This is a quick walkthrough demonstrating how to use SWNE to re-analyze an existing single-cell study that looks at both the host transcriptome and Zika viral RNA levels using a Huh7 hepatoma cell line. The study can be found here.

To save time we will be using the pre-computed Seurat object zika_seurat.Robj, which can be downloaded here.

First let’s load the required libraries

library(Seurat)
library(swne)
library(perturbLM)
library(ggplot2)

Next let’s load the Seurat object

obj <- readRDS("~/swne/Data/zika_seurat.Robj")

Most scRNA-seq pipelines only use a subset of highly overdispersed genes for analysis. However here, we want to use the genes that are most highly correlated with viral load. First let’s pull out the zika reads and log-scale and normalize them

zika.reads <- as.integer(obj$numberZikaReads)
names(zika.reads) <- colnames(obj)
zika.norm.reads <- log((zika.reads/obj$nCount_RNA) * median(obj$nCount_RNA) + 1)
zika.scale.reads <- scale(zika.norm.reads, center = T, scale = T)

Next we can compute a pearson correlation between each scaled gene and the scaled zika reads

scale.expr <- GetAssayData(obj, slot = "scale.data")
gene.virus.pearson <- sapply(rownames(obj), function(g) cor(scale.expr[g,], zika.scale.reads, method = "pearson"))
gene.virus.pearson <- sort(gene.virus.pearson, decreasing = T)

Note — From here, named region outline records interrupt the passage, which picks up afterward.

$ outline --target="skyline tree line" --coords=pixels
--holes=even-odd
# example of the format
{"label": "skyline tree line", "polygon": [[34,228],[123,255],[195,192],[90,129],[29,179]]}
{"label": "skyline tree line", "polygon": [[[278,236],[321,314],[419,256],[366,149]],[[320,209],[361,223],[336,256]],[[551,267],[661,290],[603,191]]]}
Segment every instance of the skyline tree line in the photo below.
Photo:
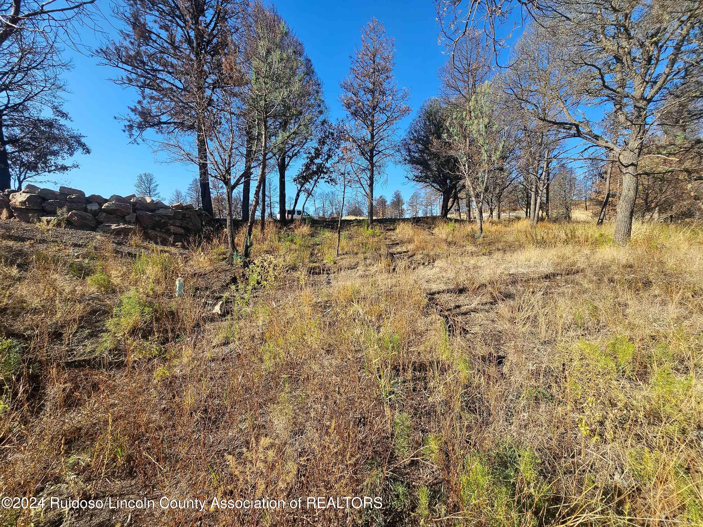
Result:
{"label": "skyline tree line", "polygon": [[[70,65],[60,45],[70,45],[75,24],[93,20],[91,3],[68,1],[47,14],[22,0],[12,7],[25,13],[16,27],[3,22],[4,188],[13,178],[18,186],[50,181],[76,166],[66,162],[75,153],[89,152],[65,125],[61,74]],[[245,254],[257,214],[263,230],[275,204],[285,225],[287,183],[295,188],[294,207],[309,202],[316,209],[321,198],[326,214],[334,200],[316,189],[334,193],[343,179],[350,207],[363,200],[370,223],[382,217],[389,204],[377,190],[393,162],[437,193],[439,215],[473,216],[479,235],[484,213],[500,218],[520,207],[536,226],[550,213],[569,219],[579,197],[586,208],[589,200],[600,207],[599,223],[617,207],[620,243],[636,216],[699,215],[700,6],[503,4],[507,11],[496,15],[491,1],[441,12],[438,2],[448,51],[440,90],[402,137],[409,91],[396,83],[393,39],[373,18],[340,82],[346,117],[335,122],[303,43],[274,7],[258,1],[117,3],[117,38],[92,51],[118,72],[110,80],[138,95],[122,117],[127,134],[198,167],[199,188],[177,193],[211,214],[224,211],[231,240],[237,201],[247,221]],[[500,27],[519,6],[527,7],[529,23],[501,56]],[[47,20],[56,30],[37,30]],[[420,210],[418,202],[409,199],[408,209]]]}

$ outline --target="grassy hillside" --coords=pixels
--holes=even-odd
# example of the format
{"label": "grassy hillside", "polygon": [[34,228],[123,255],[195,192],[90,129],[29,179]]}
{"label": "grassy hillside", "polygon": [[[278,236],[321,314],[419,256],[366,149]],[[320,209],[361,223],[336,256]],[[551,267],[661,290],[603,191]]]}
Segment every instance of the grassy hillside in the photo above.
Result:
{"label": "grassy hillside", "polygon": [[0,222],[0,493],[207,503],[2,524],[703,524],[703,229],[485,230],[271,226],[233,271]]}

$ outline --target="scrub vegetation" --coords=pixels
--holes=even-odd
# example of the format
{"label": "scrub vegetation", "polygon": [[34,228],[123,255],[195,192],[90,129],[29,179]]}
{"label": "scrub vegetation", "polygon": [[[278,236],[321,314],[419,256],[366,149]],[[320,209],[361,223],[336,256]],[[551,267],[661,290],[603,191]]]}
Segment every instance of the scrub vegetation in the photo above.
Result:
{"label": "scrub vegetation", "polygon": [[[624,247],[586,223],[356,222],[337,257],[335,231],[271,224],[234,268],[224,235],[20,228],[0,244],[2,494],[207,506],[4,525],[703,523],[698,226],[636,222]],[[382,507],[210,509],[364,495]]]}

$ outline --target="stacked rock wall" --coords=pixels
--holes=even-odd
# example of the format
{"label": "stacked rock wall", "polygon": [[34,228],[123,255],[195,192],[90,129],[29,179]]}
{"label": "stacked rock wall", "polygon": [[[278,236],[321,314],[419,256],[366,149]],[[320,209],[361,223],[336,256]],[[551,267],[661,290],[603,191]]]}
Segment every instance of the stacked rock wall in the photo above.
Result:
{"label": "stacked rock wall", "polygon": [[109,198],[89,196],[82,190],[60,187],[58,190],[26,185],[22,190],[0,193],[0,219],[15,218],[26,223],[53,224],[62,219],[67,226],[117,235],[141,233],[159,243],[181,241],[202,232],[212,223],[209,214],[193,205],[167,205],[134,195]]}

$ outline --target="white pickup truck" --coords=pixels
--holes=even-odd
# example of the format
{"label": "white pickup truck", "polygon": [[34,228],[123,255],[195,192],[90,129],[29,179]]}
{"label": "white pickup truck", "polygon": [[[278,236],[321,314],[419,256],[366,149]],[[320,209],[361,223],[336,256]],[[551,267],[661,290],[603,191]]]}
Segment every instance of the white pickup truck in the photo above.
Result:
{"label": "white pickup truck", "polygon": [[[288,209],[285,211],[285,219],[302,219],[305,218],[307,219],[315,219],[315,216],[311,214],[309,214],[305,211],[302,210],[292,210]],[[280,213],[279,212],[276,215],[276,219],[280,219]]]}

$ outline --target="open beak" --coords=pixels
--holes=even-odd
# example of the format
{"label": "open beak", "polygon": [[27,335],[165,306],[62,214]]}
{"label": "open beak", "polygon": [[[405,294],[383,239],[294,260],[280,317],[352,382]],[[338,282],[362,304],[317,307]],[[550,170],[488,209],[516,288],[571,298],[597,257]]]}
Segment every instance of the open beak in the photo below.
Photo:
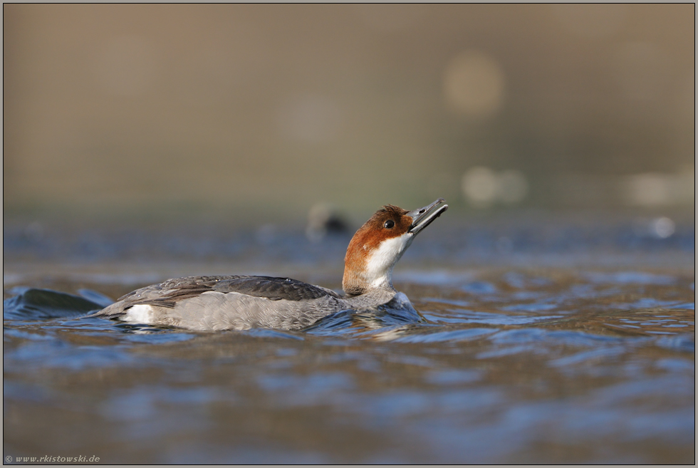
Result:
{"label": "open beak", "polygon": [[410,224],[410,229],[408,229],[407,232],[411,232],[416,236],[422,229],[429,226],[432,221],[441,216],[441,214],[445,212],[449,206],[444,204],[438,208],[436,207],[445,201],[444,199],[439,198],[434,203],[427,205],[424,208],[420,208],[407,212],[406,214],[412,218],[412,224]]}

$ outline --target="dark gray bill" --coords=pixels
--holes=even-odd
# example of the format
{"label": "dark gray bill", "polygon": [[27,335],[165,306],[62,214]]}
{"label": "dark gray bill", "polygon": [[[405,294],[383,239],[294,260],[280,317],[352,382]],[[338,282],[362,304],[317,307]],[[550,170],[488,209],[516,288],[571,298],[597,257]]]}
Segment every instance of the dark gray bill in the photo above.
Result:
{"label": "dark gray bill", "polygon": [[420,231],[429,226],[432,221],[441,216],[441,214],[445,212],[449,206],[444,204],[439,207],[436,209],[434,208],[445,201],[444,199],[439,198],[434,203],[427,205],[424,208],[409,212],[407,214],[412,218],[412,224],[410,226],[408,232],[417,234]]}

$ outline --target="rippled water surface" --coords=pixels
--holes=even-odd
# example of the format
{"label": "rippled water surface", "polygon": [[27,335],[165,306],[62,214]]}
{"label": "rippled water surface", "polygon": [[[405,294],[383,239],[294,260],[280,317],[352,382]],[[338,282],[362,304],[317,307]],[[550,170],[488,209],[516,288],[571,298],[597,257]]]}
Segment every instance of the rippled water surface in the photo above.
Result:
{"label": "rippled water surface", "polygon": [[637,219],[441,222],[394,276],[424,321],[345,312],[301,332],[86,314],[189,274],[339,289],[348,236],[6,226],[4,455],[694,462],[692,219],[668,237]]}

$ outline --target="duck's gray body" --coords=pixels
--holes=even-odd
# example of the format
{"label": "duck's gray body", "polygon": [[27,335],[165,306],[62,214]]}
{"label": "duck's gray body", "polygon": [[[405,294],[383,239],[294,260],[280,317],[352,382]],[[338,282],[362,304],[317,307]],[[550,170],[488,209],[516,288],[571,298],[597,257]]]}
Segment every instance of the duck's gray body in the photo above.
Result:
{"label": "duck's gray body", "polygon": [[288,278],[187,276],[134,291],[95,315],[198,331],[299,330],[335,312],[383,304],[414,310],[392,287],[343,297]]}
{"label": "duck's gray body", "polygon": [[289,278],[187,276],[137,289],[95,316],[213,331],[300,330],[330,313],[385,306],[419,314],[392,287],[392,268],[419,232],[446,211],[439,198],[411,212],[385,205],[352,237],[344,259],[346,296]]}

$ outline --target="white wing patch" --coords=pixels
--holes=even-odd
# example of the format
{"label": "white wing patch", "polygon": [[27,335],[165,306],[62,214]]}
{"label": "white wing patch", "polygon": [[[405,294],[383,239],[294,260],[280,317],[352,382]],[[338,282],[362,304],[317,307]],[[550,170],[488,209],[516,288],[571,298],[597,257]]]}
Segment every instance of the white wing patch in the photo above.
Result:
{"label": "white wing patch", "polygon": [[152,323],[152,307],[147,304],[137,304],[128,309],[122,318],[125,322],[135,323]]}

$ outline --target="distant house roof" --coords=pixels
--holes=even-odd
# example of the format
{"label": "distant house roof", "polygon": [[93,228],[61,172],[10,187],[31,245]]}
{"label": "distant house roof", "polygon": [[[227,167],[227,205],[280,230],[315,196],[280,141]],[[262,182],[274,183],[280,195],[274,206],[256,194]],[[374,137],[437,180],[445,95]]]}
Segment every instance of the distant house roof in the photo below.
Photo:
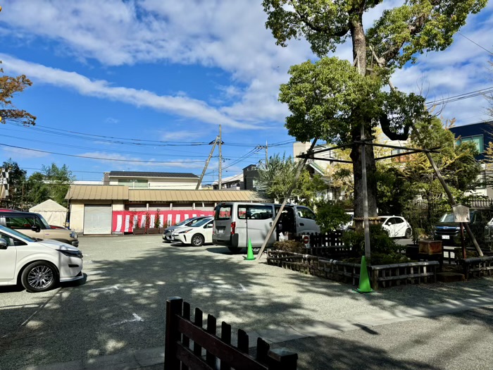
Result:
{"label": "distant house roof", "polygon": [[265,202],[250,190],[157,190],[129,189],[117,185],[70,185],[65,199],[70,200],[127,200],[130,202]]}
{"label": "distant house roof", "polygon": [[127,171],[112,171],[108,173],[108,176],[114,177],[132,177],[132,178],[199,178],[199,176],[193,173],[183,173],[181,172],[138,172]]}
{"label": "distant house roof", "polygon": [[76,185],[68,189],[65,199],[125,200],[128,187],[117,185]]}
{"label": "distant house roof", "polygon": [[[235,181],[243,181],[243,173],[238,173],[237,175],[230,176],[228,178],[223,178],[221,179],[221,183],[223,184],[225,184],[226,183],[233,183]],[[218,185],[218,181],[216,180],[212,183],[212,185]]]}

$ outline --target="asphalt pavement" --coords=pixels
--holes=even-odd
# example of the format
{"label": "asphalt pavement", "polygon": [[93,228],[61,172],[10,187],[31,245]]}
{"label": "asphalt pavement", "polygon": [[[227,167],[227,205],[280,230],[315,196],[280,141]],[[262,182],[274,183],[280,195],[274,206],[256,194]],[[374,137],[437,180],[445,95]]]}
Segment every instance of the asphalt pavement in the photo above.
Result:
{"label": "asphalt pavement", "polygon": [[[101,368],[101,364],[112,369],[116,363],[130,364],[122,362],[123,358],[132,359],[134,367],[122,368],[159,366],[166,300],[173,296],[246,331],[252,345],[261,336],[275,346],[285,343],[288,347],[304,348],[299,351],[299,369],[316,369],[303,359],[325,353],[319,346],[310,352],[311,345],[303,343],[340,335],[349,335],[342,339],[351,344],[368,333],[363,328],[389,326],[388,332],[382,332],[388,334],[395,327],[396,335],[405,338],[415,332],[425,333],[424,328],[418,325],[413,331],[401,331],[399,326],[412,326],[413,322],[437,314],[447,318],[469,309],[479,309],[484,324],[491,326],[491,312],[485,308],[493,307],[491,278],[400,286],[359,295],[347,284],[269,266],[265,259],[261,263],[245,261],[242,254],[213,245],[165,244],[161,235],[81,238],[80,249],[87,274],[82,285],[65,284],[37,294],[21,288],[0,288],[1,370],[67,364],[72,364],[72,369]],[[480,323],[471,328],[478,335],[490,335],[489,329],[478,332]],[[448,326],[444,321],[439,330],[458,338],[466,335],[467,331],[454,333]],[[433,333],[438,333],[436,328],[428,334],[430,343]],[[399,348],[390,345],[397,340],[387,334],[373,335],[369,337],[373,341],[365,345],[371,348],[373,341],[387,338],[389,343],[382,345],[389,357],[399,359],[394,353]],[[375,342],[375,350],[377,345]],[[449,350],[456,354],[461,350],[454,345]],[[420,359],[417,352],[406,353],[409,358]]]}

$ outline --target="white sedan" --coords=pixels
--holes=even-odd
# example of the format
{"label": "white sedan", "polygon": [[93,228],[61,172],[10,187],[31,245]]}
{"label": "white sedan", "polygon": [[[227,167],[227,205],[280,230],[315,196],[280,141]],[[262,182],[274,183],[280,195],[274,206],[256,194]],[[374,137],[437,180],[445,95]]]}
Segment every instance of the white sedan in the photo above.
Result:
{"label": "white sedan", "polygon": [[32,239],[0,226],[0,285],[20,281],[28,292],[44,292],[60,282],[83,278],[78,248],[57,240]]}
{"label": "white sedan", "polygon": [[382,227],[389,233],[390,238],[405,238],[411,239],[413,231],[409,223],[400,216],[380,216]]}
{"label": "white sedan", "polygon": [[213,221],[213,218],[207,217],[190,226],[175,229],[173,238],[175,242],[191,244],[194,247],[211,243]]}

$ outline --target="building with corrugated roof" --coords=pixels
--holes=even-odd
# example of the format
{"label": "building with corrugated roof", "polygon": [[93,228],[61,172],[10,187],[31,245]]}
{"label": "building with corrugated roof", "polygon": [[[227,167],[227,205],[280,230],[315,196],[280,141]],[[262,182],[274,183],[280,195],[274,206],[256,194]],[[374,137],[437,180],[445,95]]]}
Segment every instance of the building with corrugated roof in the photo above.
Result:
{"label": "building with corrugated roof", "polygon": [[70,228],[84,235],[118,233],[122,229],[118,220],[123,216],[143,212],[154,216],[159,209],[164,219],[173,216],[176,221],[194,214],[211,214],[214,207],[223,202],[266,201],[249,190],[133,189],[111,185],[73,185],[65,199],[68,201]]}

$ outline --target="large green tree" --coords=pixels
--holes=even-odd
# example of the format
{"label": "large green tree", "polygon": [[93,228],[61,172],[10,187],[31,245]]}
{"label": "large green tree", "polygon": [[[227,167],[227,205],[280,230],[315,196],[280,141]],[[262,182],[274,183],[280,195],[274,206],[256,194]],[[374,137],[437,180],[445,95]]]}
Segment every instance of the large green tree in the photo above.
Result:
{"label": "large green tree", "polygon": [[[363,16],[382,0],[263,0],[266,27],[277,44],[304,37],[320,58],[292,67],[280,100],[288,104],[289,132],[301,141],[322,139],[340,144],[373,138],[380,125],[392,140],[408,137],[413,123],[425,121],[424,99],[404,94],[390,83],[396,68],[416,63],[419,54],[444,50],[468,16],[487,0],[404,0],[384,11],[373,26],[363,28]],[[327,58],[351,39],[353,63]],[[383,87],[389,85],[389,92]],[[354,211],[363,216],[361,146],[352,147]],[[370,216],[377,216],[376,166],[373,147],[365,146]]]}
{"label": "large green tree", "polygon": [[[283,199],[293,185],[297,168],[298,164],[291,156],[281,157],[279,154],[271,156],[267,166],[258,168],[258,188],[270,199]],[[327,185],[320,175],[311,177],[304,169],[291,197],[301,204],[313,206],[317,193],[326,189]]]}
{"label": "large green tree", "polygon": [[75,178],[65,164],[61,167],[54,163],[51,166],[43,166],[41,172],[34,172],[27,180],[29,199],[37,204],[51,198],[66,206],[65,196]]}

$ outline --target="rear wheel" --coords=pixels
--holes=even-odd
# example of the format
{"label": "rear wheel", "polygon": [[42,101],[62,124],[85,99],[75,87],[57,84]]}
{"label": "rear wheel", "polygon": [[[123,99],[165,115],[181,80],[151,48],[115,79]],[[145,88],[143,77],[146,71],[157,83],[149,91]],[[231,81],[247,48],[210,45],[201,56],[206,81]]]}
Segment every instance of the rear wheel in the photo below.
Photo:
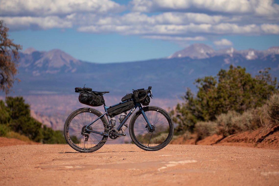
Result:
{"label": "rear wheel", "polygon": [[157,107],[143,108],[147,119],[152,127],[150,127],[139,110],[133,116],[129,131],[133,142],[140,148],[146,151],[157,151],[166,146],[173,136],[173,123],[165,110]]}
{"label": "rear wheel", "polygon": [[[66,141],[73,148],[81,152],[91,152],[102,147],[107,137],[86,131],[86,126],[102,115],[90,108],[80,108],[73,112],[67,119],[64,126]],[[88,127],[98,132],[107,133],[107,122],[103,117]]]}

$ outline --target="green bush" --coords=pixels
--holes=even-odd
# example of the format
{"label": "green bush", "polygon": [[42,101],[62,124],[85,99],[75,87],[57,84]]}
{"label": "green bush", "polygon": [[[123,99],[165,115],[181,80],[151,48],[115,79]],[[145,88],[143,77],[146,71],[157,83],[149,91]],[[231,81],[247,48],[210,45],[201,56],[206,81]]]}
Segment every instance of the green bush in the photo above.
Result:
{"label": "green bush", "polygon": [[198,122],[196,125],[196,130],[197,141],[217,134],[218,132],[217,124],[212,121]]}
{"label": "green bush", "polygon": [[62,132],[59,131],[54,131],[51,128],[44,125],[42,129],[42,142],[43,143],[50,144],[66,143],[66,140]]}
{"label": "green bush", "polygon": [[273,95],[267,103],[268,113],[273,124],[279,124],[279,93]]}
{"label": "green bush", "polygon": [[6,125],[0,124],[0,136],[6,136],[9,131],[9,129]]}
{"label": "green bush", "polygon": [[[246,72],[245,68],[231,65],[228,70],[221,69],[217,77],[206,76],[196,80],[195,83],[198,88],[196,95],[187,89],[182,98],[185,102],[178,104],[176,108],[170,112],[174,122],[177,124],[176,134],[187,131],[193,132],[197,122],[215,121],[218,116],[223,116],[222,114],[231,111],[242,114],[265,104],[271,95],[278,91],[278,87],[276,79],[273,80],[269,73],[269,69],[265,69],[260,72],[259,75],[253,77]],[[273,98],[272,101],[276,102],[277,97]],[[273,119],[274,122],[278,122],[278,105],[269,105],[272,107],[270,109],[269,115]],[[229,118],[223,120],[220,118],[222,116],[219,116],[221,120],[220,125],[224,130],[222,133],[226,136],[251,128],[247,124],[241,126],[235,123],[236,121],[233,123],[230,119],[231,114],[229,113]],[[250,117],[251,115],[247,116]],[[248,121],[244,121],[244,123]]]}

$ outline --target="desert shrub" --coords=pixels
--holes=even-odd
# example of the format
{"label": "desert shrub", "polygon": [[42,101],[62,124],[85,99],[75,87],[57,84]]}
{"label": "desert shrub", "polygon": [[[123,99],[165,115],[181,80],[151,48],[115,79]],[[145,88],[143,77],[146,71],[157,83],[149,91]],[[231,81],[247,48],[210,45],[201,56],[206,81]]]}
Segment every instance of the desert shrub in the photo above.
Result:
{"label": "desert shrub", "polygon": [[[197,122],[215,121],[217,116],[224,116],[222,114],[230,111],[242,114],[265,104],[271,95],[278,91],[278,87],[277,79],[273,80],[268,73],[270,69],[265,69],[253,77],[246,72],[245,68],[231,65],[228,70],[221,69],[217,77],[206,76],[196,79],[196,95],[187,89],[182,98],[184,102],[178,104],[170,113],[174,122],[177,124],[176,133],[193,132]],[[278,121],[278,116],[276,116],[278,112],[276,108],[278,109],[278,105],[277,107],[273,106],[272,110],[274,111],[270,114]],[[227,119],[221,121],[226,135],[235,132],[230,130],[241,130],[242,127],[245,127],[244,124],[232,127],[232,123]]]}
{"label": "desert shrub", "polygon": [[235,129],[233,127],[233,119],[240,115],[234,111],[229,111],[227,114],[221,114],[217,117],[216,121],[218,129],[218,133],[224,136],[234,134]]}
{"label": "desert shrub", "polygon": [[212,121],[198,122],[196,125],[196,130],[197,141],[216,134],[218,130],[217,124]]}
{"label": "desert shrub", "polygon": [[279,93],[273,95],[267,103],[268,112],[273,124],[279,124]]}
{"label": "desert shrub", "polygon": [[6,125],[0,124],[0,136],[5,136],[10,131]]}
{"label": "desert shrub", "polygon": [[183,134],[182,136],[183,136],[183,139],[184,140],[189,139],[192,138],[191,136],[191,132],[189,131],[186,131],[185,132],[184,134]]}
{"label": "desert shrub", "polygon": [[15,138],[24,141],[32,141],[27,136],[13,131],[8,132],[4,137],[9,138]]}
{"label": "desert shrub", "polygon": [[62,131],[54,131],[44,125],[42,129],[42,142],[50,144],[66,143],[66,140]]}

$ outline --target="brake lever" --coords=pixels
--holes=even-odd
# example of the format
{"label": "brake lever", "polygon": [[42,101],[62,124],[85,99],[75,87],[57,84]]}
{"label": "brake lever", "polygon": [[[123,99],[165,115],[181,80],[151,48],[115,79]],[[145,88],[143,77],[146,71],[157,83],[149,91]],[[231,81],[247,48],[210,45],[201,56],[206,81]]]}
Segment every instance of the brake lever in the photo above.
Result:
{"label": "brake lever", "polygon": [[152,95],[152,91],[151,91],[151,90],[150,90],[150,95],[149,96],[149,97],[150,97],[150,98],[151,98],[151,99],[153,99],[153,98],[152,98],[152,97],[153,97],[153,95]]}

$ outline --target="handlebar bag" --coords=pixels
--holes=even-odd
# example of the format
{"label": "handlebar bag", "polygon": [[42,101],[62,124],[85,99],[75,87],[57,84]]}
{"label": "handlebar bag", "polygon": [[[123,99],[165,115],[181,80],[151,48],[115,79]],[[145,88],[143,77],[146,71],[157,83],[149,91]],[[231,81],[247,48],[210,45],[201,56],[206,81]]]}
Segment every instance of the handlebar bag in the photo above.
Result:
{"label": "handlebar bag", "polygon": [[135,106],[134,101],[132,100],[120,104],[119,105],[110,108],[107,110],[109,115],[110,117],[120,114],[123,112],[130,110]]}
{"label": "handlebar bag", "polygon": [[92,92],[86,92],[80,94],[78,100],[81,103],[91,107],[98,107],[104,104],[104,101],[100,96]]}
{"label": "handlebar bag", "polygon": [[149,104],[149,103],[150,103],[150,98],[149,98],[149,97],[148,95],[145,98],[145,99],[141,102],[140,101],[140,100],[144,97],[145,96],[145,93],[147,94],[147,93],[140,93],[139,91],[135,90],[133,91],[133,93],[136,102],[137,103],[140,103],[144,106],[147,106]]}

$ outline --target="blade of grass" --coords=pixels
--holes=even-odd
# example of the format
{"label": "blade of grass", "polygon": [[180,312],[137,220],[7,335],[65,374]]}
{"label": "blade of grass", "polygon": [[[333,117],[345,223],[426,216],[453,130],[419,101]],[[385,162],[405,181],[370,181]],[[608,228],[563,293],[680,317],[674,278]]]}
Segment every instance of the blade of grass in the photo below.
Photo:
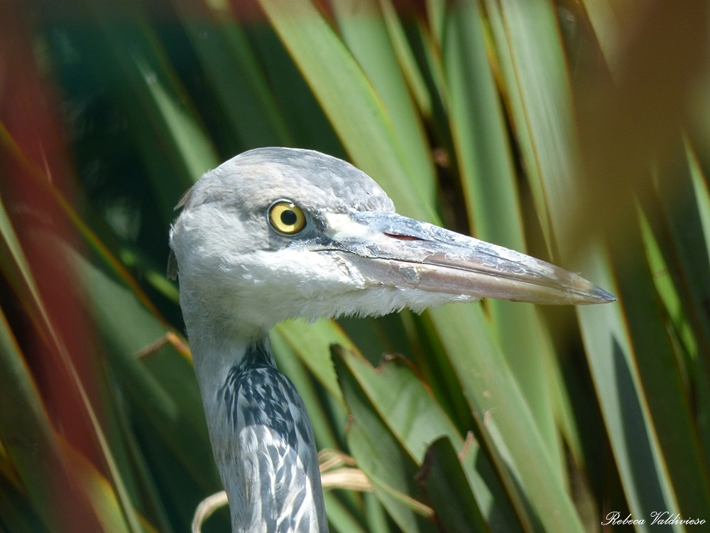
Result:
{"label": "blade of grass", "polygon": [[[469,225],[479,238],[525,252],[522,215],[506,124],[488,64],[484,21],[473,1],[446,14],[443,55],[450,124]],[[538,321],[532,306],[487,303],[496,339],[528,400],[545,448],[564,478],[564,461],[550,395],[550,376]],[[511,331],[510,324],[517,327]]]}
{"label": "blade of grass", "polygon": [[308,0],[260,3],[355,164],[377,178],[405,214],[436,220],[433,199],[400,186],[431,182],[431,168],[413,165],[381,100],[321,14]]}

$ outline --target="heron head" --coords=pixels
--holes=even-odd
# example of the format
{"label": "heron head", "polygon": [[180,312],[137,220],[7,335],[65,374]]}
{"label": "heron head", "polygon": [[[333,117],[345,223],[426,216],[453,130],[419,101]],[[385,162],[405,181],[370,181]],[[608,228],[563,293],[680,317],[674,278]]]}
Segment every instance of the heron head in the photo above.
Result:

Next we’ll look at the top correlated and anti-correlated genes for candidate genes to embed onto our SWNE plot

top.gene.virus <- c(head(gene.virus.pearson, n = 10), tail(gene.virus.pearson, n = 10),
                    gene.virus.pearson[c("FURIN", "HSPA2")])
ggBarplot(top.gene.virus, fill.color = "tomato") + coord_flip()

We selected some of the top genes, as well as some genes previously known to be key to flavivirus replication for SWNE embedding

genes.embed <- c("ATF3", ## UPR 
                 "DDIT3", ## UPR
                 "RND1", ## Permeabilizes cell membrane
                 "NEURL3", ## Possible anti-viral IFN response
                 "FGFR4", ## Alters distribution of viral particles
                 "NR0B2", ## Regulates cholesterol homeostasis
                 "CCNB1", ## Cell Cycle
                 "HSPA2", ## Chaperone required for entry
                 "HMGB1", ## Cell Cycle
                 "LSM3") ## mRNA degradation

We build the Shared Nearest Neighbors (SNN) graph using Seurat. We’re only going to use genes that are correlated with the viral load from now on.

## Only use genes that are correlated with viral load
genes.use <- names(gene.virus.pearson[abs(gene.virus.pearson) > 0.1])
length(genes.use)
## [1] 2965
obj <- RunPCA(obj, features = genes.use, verbose = F)
ElbowPlot(obj)

obj <- FindNeighbors(obj, k.param = 20, dims = 1:10, prune.SNN = 0.05)
## Computing nearest neighbor graph
## Computing SNN
snn <- obj@graphs$RNA_snn

Normalize the data and find the optimal number of factors to use for NMF

norm.counts <- ExtractNormCounts(obj)
## calculating variance fit ... using gam
k.res <- FindNumFactors(norm.counts[genes.use,], k.range = seq(2,20,2))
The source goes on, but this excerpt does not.